The way I envision this working from a user perspective is, the user "Reads" a collection on one index (and thus obtains a Reader), then can "intersect:" that Reader with another Reader to build yet a third Reader, which can be further intersected with other Readers as necessary.
I think we need to concentrate on the elegance of the programming api: normal AND and ORs.
Something like the 'brush' model used by Seaside 2.6
| reader | reader := myCollection reader. "answer a MaCollectionReader" reader read: #familyName at: 'Smith'; and: #dateOfBirth from: 1972 asYear to: 1975 asYear; or: #gender at: 'female'.
reader do: [ :p | p doSomething ].
The idea is that each send of #read:at:, #and:from:to:, #or:at: to the reader contucts a tree of clauses. These clauses are then used to determine the intersection and union of oids.
I have some experience from Lava with conjuntive and dijunctive clauses but we would need to find a way to express precedence or the and: or: clauses.
But this kind of interface is my general idea.

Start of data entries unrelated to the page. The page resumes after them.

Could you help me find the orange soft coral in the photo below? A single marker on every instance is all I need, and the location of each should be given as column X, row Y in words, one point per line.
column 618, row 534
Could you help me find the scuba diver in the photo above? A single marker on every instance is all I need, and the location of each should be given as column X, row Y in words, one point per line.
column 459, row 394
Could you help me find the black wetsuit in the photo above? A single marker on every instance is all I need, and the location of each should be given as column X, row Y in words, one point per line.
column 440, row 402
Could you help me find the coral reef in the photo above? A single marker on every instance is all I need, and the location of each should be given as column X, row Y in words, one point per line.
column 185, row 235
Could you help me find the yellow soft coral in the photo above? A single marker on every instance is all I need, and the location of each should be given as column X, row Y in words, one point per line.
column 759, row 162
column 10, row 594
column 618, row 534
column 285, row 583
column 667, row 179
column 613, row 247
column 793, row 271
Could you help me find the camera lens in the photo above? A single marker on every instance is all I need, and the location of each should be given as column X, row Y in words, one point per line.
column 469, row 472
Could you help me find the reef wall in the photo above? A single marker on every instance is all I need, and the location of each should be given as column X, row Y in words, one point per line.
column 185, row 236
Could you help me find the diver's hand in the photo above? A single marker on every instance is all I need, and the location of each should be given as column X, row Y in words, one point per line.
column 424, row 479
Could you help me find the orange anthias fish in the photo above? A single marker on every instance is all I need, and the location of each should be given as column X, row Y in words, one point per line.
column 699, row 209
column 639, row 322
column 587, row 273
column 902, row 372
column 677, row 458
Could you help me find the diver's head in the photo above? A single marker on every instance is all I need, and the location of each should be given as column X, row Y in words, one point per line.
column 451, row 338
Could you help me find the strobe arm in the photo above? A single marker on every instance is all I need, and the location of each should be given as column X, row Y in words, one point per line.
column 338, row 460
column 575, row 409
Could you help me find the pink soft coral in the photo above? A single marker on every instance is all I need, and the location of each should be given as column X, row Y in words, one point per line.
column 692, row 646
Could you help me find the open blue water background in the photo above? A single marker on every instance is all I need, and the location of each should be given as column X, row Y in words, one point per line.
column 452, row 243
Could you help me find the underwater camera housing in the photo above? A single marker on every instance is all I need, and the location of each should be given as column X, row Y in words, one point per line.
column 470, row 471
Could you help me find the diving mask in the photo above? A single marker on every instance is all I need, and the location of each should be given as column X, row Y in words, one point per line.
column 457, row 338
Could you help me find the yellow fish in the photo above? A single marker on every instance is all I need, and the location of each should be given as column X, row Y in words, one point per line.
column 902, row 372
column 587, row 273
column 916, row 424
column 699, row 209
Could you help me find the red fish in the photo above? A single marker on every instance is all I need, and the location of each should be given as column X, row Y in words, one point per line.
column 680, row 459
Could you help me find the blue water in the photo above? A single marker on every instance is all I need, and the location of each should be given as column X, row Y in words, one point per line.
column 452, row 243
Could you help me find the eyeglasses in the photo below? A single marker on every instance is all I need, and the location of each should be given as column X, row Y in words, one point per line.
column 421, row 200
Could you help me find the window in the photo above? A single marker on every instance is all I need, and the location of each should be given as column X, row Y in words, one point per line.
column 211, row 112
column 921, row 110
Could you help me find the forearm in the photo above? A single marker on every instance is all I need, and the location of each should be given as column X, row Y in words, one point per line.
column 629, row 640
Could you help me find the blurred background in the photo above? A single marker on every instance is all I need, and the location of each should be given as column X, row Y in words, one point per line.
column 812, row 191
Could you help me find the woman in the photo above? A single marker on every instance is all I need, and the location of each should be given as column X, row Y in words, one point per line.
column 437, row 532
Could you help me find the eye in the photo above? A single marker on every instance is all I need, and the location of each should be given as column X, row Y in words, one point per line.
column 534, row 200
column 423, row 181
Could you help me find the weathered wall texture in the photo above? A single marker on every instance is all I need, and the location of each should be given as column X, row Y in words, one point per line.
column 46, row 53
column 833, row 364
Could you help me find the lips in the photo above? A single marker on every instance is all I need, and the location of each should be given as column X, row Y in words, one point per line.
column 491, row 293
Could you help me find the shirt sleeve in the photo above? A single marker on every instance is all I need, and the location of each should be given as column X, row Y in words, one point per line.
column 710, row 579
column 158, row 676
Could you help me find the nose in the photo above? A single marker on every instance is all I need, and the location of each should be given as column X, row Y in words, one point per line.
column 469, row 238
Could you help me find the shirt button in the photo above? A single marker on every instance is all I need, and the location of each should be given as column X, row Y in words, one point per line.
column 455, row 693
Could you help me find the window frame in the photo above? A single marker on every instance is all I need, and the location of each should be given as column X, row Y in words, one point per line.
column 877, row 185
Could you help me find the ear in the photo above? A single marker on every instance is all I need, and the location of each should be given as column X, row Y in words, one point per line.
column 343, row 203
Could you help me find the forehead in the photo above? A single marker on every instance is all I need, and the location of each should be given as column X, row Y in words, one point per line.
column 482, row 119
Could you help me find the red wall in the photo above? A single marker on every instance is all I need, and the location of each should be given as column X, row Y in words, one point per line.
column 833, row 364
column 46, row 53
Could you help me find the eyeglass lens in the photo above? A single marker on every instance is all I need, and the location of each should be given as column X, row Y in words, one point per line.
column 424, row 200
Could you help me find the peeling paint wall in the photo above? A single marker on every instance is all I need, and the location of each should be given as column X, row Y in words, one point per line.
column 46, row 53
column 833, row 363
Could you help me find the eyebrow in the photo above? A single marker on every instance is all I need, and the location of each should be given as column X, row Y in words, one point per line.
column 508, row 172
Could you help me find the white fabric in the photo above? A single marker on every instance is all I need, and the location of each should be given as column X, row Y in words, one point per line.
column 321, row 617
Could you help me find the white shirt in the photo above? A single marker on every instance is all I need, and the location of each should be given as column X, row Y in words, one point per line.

At the MaHashIndex level, calculating an intersection is very easy to implement using the "Bit Vectors" approach described at:
http://www2.toki.or.id/book/AlgDesignManual/BOOK/BOOK3/NODE133.HTM
Really light reading.
- Creating a consistent Reader "view" of this intersection
The easiest way to tackle this is to use the existing Reader logic that's already built-in; therefore we must have the "intersected MaHashIndex" (or equivalent) as its back-end. From my view, this is the best and only way to leverage all the code that's there, which was painstakingly implemented to correctness.
Agreed, see above.
The challenge is howp do we know the user is done with the temporary, intersected MaHashIndex? The only answer I can think of at the moment is to require them to #recycle it or something (yuck).
No idea yet.
- Keeping it up to date
Don't even want to worry about this right now unless we can solve 1 & 2...
No idea.
Comments welcomed
Consider also that we have the ability to write a custom index that indexes on multiple attributes simultaneously. For example, for each person, you could insert two hash values into one index, one for the familyName and one for the dateOfBirth.
Agreed, such synthesised hashes are a workaround.